Simeón volvió a casa y pidió al padre que le dejase ir a servir al zar como
soldado.
–¿Por qué quieres ir a servir al zar, cuando todavía eres joven y aún no tienes
experiencia de la vida?
–No, padre; déjame ir, porque es la voluntad de Dios.
El padre le dio permiso y Simeón preparó todas sus cosas, se despidió de su
familia y tomó la carretera que iba a la capital. Caminó muchos días, y al fin llegó;
entró en el palacio y se presentó al mismo zar. Se inclinó delante de él y le dijo: –Mi
zar y señor, no te ofendas por mi osadía: quiero servir en tu ejército.
–¡Pero muchacho! ¡Tú eres demasiado joven todavía!
–Puede que sea demasiado joven e inexperto; pero creo que podré servirte
igual que los demás, y así lo prometo a Dios.
El zar consintió y lo nombró soldado de su escolta personal.
Pasado algún tiempo, un rey enemigo emprendió una guerra sangrienta
contra el zar. Éste empezó a preparar su ejército y quiso dirigirlo en persona.
Simeón pidió al zar que le dejase ir también a él para acompañarle; el zar consintió,
y todo el ejército se puso en camino en busca del enemigo.
Caminaron muchos días y atravesaron muchas tierras, hasta que al fin
llegaron a enfrentarse con el enemigo.

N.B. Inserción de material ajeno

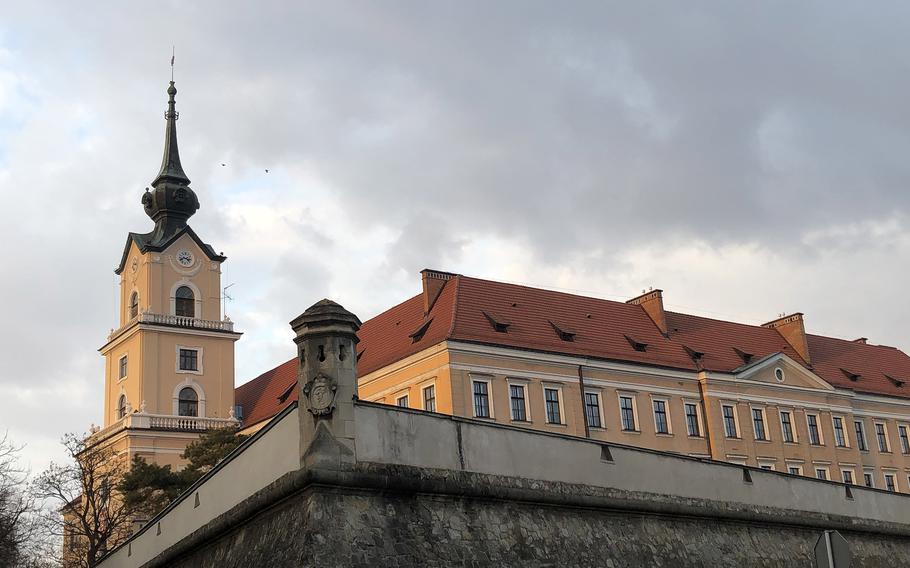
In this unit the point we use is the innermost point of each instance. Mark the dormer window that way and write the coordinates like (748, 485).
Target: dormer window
(134, 305)
(121, 406)
(185, 302)
(188, 402)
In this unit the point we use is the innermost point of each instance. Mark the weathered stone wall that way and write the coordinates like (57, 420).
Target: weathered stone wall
(324, 524)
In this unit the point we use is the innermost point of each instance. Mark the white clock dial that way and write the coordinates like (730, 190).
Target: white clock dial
(185, 258)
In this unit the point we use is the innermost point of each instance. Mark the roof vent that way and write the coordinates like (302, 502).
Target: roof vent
(851, 375)
(636, 345)
(562, 332)
(418, 333)
(746, 357)
(896, 382)
(695, 355)
(499, 324)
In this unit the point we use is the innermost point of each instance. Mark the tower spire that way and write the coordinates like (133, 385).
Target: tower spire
(171, 201)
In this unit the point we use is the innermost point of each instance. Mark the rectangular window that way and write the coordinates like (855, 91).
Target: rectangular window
(758, 423)
(518, 403)
(551, 398)
(481, 399)
(814, 436)
(730, 421)
(860, 435)
(429, 398)
(627, 413)
(592, 409)
(661, 423)
(786, 426)
(189, 360)
(882, 435)
(840, 437)
(692, 419)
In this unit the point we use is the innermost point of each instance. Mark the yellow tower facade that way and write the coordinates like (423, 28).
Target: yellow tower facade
(169, 366)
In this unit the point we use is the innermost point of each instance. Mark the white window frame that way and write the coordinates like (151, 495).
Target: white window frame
(906, 428)
(423, 396)
(631, 395)
(600, 409)
(199, 359)
(560, 401)
(871, 473)
(523, 385)
(666, 401)
(793, 429)
(852, 474)
(818, 426)
(764, 417)
(884, 424)
(489, 382)
(120, 366)
(893, 476)
(846, 431)
(698, 418)
(200, 396)
(723, 420)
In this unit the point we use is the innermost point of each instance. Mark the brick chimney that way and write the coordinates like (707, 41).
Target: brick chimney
(653, 304)
(433, 282)
(793, 330)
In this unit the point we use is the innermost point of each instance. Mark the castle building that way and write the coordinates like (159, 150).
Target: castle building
(770, 396)
(169, 366)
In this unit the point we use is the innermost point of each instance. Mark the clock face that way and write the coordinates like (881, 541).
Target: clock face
(185, 258)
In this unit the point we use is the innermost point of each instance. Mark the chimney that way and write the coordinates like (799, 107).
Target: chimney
(326, 338)
(433, 282)
(793, 330)
(653, 304)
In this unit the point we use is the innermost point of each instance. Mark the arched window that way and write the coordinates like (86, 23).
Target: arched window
(187, 402)
(134, 304)
(185, 302)
(121, 406)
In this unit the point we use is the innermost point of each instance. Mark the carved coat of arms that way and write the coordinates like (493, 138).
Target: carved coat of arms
(320, 395)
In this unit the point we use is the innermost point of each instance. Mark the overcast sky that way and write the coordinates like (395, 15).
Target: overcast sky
(747, 158)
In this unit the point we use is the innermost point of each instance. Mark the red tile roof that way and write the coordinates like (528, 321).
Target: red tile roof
(466, 305)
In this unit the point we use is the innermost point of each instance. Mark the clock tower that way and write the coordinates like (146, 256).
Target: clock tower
(169, 366)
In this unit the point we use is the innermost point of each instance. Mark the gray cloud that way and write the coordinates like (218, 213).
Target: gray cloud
(508, 139)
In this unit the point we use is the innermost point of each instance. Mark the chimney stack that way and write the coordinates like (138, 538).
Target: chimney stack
(433, 282)
(793, 329)
(653, 304)
(326, 338)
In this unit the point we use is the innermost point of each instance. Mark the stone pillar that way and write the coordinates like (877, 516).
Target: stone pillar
(326, 338)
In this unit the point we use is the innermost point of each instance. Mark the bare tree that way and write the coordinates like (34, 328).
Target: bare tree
(83, 503)
(16, 506)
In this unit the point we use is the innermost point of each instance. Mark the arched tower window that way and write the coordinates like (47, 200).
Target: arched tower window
(188, 402)
(121, 406)
(134, 304)
(185, 302)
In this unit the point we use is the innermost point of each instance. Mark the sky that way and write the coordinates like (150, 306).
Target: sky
(750, 159)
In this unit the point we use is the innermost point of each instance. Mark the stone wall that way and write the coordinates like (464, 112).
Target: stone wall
(326, 524)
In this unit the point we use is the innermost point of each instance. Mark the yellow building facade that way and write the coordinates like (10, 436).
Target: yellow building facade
(169, 366)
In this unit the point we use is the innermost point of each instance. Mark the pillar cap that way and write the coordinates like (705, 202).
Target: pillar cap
(325, 316)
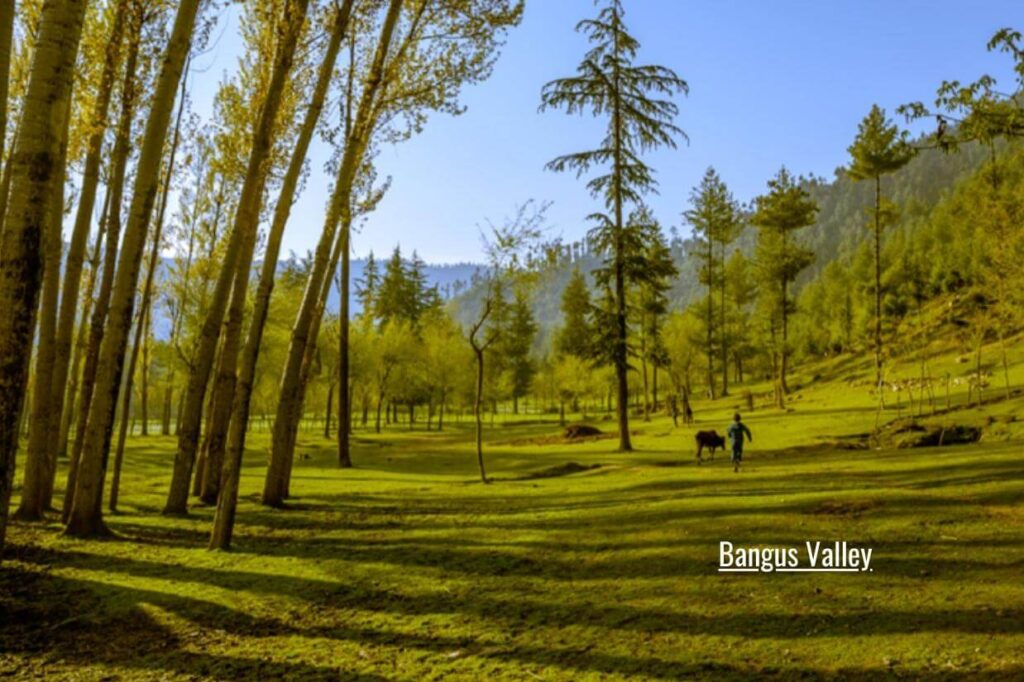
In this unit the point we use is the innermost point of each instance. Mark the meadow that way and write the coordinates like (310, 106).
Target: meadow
(408, 567)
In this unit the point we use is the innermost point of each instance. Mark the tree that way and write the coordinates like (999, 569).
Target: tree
(506, 248)
(86, 512)
(609, 83)
(653, 283)
(233, 276)
(778, 214)
(115, 196)
(880, 148)
(36, 198)
(517, 346)
(574, 336)
(441, 47)
(715, 218)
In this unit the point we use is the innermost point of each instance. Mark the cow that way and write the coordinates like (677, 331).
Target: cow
(710, 439)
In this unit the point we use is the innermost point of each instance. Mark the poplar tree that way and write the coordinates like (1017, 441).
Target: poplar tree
(609, 84)
(86, 512)
(880, 148)
(576, 336)
(36, 187)
(714, 218)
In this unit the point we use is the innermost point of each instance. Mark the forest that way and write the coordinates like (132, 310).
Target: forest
(223, 460)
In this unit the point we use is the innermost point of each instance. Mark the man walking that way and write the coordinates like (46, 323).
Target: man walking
(735, 432)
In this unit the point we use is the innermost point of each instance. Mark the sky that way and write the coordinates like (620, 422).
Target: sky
(770, 83)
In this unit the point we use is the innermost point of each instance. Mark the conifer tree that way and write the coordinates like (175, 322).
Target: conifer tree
(609, 83)
(778, 214)
(517, 347)
(880, 148)
(574, 337)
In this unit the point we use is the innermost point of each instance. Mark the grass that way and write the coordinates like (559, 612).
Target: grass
(407, 567)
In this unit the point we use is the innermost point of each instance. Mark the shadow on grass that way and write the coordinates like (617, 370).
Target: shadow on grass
(133, 638)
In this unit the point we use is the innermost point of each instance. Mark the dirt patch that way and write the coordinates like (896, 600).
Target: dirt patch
(582, 431)
(848, 508)
(560, 470)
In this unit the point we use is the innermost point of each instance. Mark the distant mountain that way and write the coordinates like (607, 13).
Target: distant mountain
(451, 279)
(841, 226)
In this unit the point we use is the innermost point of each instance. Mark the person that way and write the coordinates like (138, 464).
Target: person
(735, 432)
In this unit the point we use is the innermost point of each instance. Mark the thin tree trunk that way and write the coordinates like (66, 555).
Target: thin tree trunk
(68, 417)
(339, 211)
(122, 147)
(86, 515)
(223, 523)
(235, 280)
(37, 465)
(140, 329)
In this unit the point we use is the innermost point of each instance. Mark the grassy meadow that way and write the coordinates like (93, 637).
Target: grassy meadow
(408, 567)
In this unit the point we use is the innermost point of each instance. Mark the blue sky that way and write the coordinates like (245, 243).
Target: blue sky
(771, 83)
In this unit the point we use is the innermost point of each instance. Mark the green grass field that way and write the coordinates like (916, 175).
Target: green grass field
(408, 567)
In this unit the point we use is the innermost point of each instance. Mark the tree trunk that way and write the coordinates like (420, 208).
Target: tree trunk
(6, 44)
(36, 184)
(477, 413)
(878, 282)
(140, 329)
(327, 411)
(223, 524)
(238, 263)
(56, 443)
(44, 422)
(86, 515)
(339, 212)
(122, 147)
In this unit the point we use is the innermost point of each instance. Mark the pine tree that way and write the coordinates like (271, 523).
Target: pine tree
(715, 219)
(609, 83)
(880, 148)
(778, 214)
(574, 337)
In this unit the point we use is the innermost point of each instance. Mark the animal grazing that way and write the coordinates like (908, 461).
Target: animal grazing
(710, 439)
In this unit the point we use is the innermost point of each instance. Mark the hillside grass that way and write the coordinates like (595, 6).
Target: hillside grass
(408, 567)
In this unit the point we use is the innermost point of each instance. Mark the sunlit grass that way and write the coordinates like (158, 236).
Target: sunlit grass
(408, 567)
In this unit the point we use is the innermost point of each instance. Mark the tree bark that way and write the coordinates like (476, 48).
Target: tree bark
(230, 289)
(37, 464)
(86, 514)
(122, 147)
(339, 211)
(36, 182)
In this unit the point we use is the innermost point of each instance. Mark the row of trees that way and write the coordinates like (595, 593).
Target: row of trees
(360, 74)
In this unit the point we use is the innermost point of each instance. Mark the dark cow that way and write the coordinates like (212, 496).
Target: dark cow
(710, 439)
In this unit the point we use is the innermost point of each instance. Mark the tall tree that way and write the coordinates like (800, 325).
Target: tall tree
(778, 214)
(505, 247)
(229, 295)
(880, 148)
(574, 336)
(86, 512)
(714, 215)
(608, 82)
(443, 46)
(517, 346)
(36, 186)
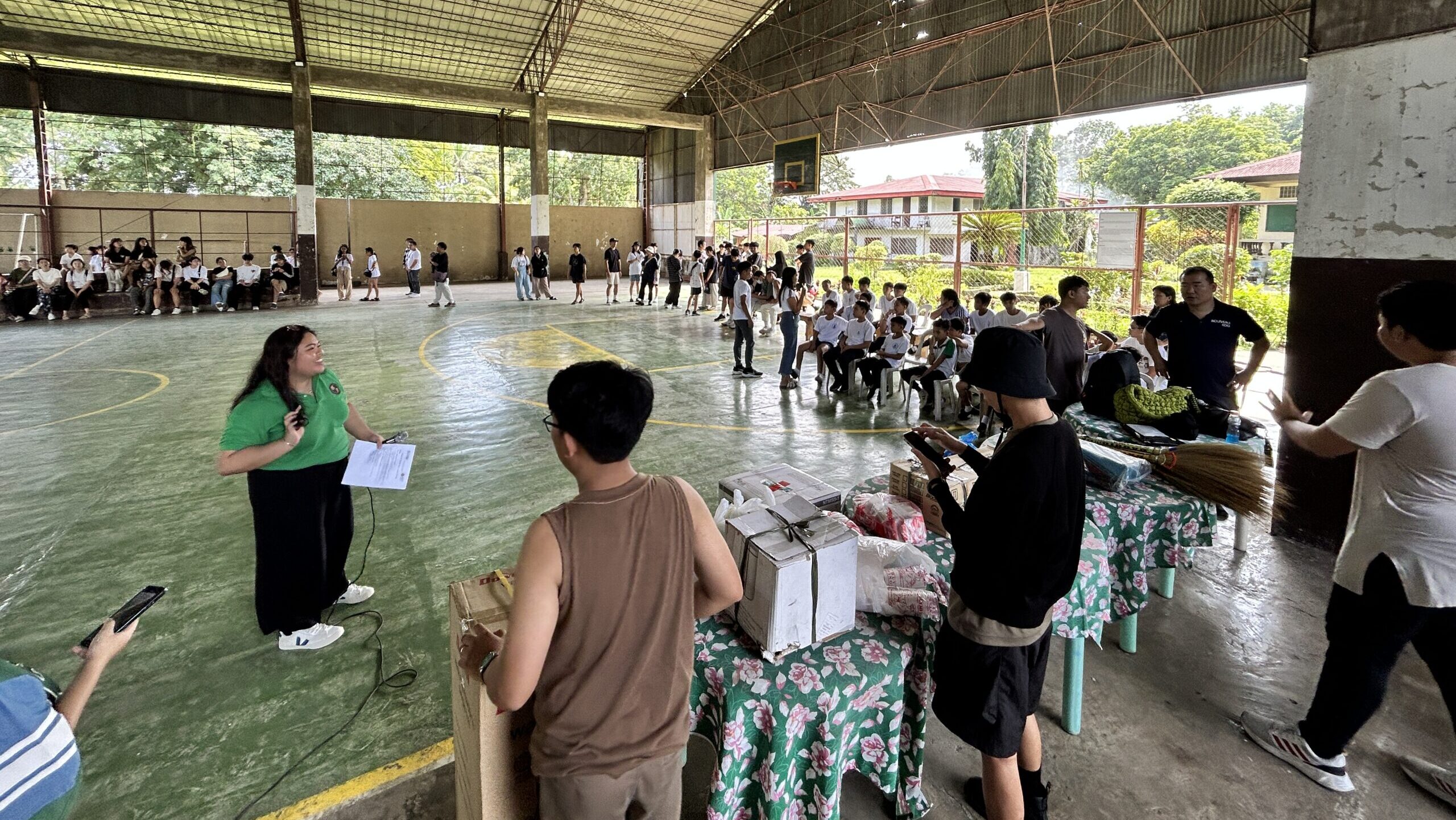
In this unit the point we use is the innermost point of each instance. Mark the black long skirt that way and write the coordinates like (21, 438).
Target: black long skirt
(303, 523)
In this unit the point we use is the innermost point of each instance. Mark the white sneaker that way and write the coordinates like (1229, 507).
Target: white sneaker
(1442, 782)
(315, 637)
(357, 593)
(1286, 743)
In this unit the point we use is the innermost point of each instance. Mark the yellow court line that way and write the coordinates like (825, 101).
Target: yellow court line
(430, 366)
(63, 351)
(365, 784)
(162, 383)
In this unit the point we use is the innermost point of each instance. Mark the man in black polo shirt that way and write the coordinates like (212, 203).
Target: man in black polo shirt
(1203, 334)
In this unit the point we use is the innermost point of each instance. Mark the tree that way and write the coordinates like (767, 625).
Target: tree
(1148, 161)
(1077, 146)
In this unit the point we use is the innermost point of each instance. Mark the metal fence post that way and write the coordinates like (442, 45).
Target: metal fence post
(1139, 238)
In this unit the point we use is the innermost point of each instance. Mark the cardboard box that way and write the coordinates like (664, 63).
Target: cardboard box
(781, 481)
(797, 589)
(494, 778)
(909, 481)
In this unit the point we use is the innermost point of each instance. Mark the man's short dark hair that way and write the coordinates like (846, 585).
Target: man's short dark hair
(603, 405)
(1069, 284)
(1420, 308)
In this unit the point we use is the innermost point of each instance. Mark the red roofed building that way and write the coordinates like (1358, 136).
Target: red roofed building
(901, 213)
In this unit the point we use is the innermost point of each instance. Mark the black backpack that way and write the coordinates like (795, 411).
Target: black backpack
(1108, 375)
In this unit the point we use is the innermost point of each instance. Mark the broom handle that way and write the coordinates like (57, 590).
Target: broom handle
(1156, 455)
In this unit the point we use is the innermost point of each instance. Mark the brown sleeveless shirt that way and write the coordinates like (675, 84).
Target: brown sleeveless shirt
(614, 691)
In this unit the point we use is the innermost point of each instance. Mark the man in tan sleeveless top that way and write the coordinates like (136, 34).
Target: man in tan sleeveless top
(607, 589)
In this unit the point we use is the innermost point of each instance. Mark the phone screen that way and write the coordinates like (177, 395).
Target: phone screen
(130, 611)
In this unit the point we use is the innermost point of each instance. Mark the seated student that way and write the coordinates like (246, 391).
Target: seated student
(222, 284)
(167, 287)
(191, 284)
(851, 349)
(1017, 546)
(829, 330)
(50, 289)
(248, 280)
(890, 356)
(607, 590)
(79, 289)
(942, 362)
(43, 764)
(282, 277)
(143, 286)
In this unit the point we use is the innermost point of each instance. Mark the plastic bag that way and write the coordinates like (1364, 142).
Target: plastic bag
(890, 516)
(897, 579)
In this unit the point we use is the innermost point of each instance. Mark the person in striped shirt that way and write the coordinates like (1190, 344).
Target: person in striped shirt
(40, 764)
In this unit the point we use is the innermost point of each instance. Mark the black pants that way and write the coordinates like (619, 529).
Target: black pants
(841, 362)
(255, 293)
(1366, 635)
(743, 337)
(303, 523)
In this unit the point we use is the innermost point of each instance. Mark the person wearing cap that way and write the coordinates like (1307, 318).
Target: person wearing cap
(1017, 548)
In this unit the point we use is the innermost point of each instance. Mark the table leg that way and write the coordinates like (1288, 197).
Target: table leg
(1072, 685)
(1241, 533)
(1165, 582)
(1127, 634)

La batalla había de tener lugar dentro de tres
días.
El zar pidió que le preparasen sus armas de combate; pero, con la prisa con
que se marcharon de la capital, habían dejado olvidados en palacio la espada y el
escudo. ¡El zar sin sus armas no quería entrar en batalla para batir al enemigo!...
Hizo leer un bando disponiendo que si había alguien que se considerase
capaz de ir y volver a palacio en tres días y traerle la espada y el escudo, que se
presentase. Al que consiguiese traerle sus armas, el zar ofrecía darle en recompensa
por esposa a su hija María, la cual llevaría como dote la mitad del Imperio, y
además sería declarado heredero del trono.
Se presentaron varios voluntarios; uno de ellos decía que él podría ir y volver
en tres años, otro que en dos años, y un tercero que en uno.
Entonces Simeón se presentó al zar y le dijo: –Majestad, yo puedo ir a
palacio y traerte tu espada y tu escudo en tres días.
El zar se puso contentísimo, lo abrazó dos veces y escribió en seguida una
carta a su hija, en la que disponía que entregase a su soldado Simeón la espada y el
escudo que había dejado olvidados en palacio. Simeón cogió el mensaje del zar y se
marchó. Cuando estuvo a una legua del campamento se transformó en ciervo y se
puso a correr con la rapidez de una flecha. Corrió, corrió y cuando se cansó se
transformó en liebre; continuó así con la misma rapidez, y cuando las patas
empezaron a cansarse se transformó en un pajarito dorado y voló con más rapidez
que antes. Un día y medio después llegaba a palacio, donde la zarevna María se
había quedado. Se transformó entonces en hombre, entró en palacio y entregó a la
zarevna el mensaje del zar. Ésta lo tomó, y después de leerlo preguntó al joven: –
¿De qué modo has podido pasar por tantas tierras en tan poco tiempo?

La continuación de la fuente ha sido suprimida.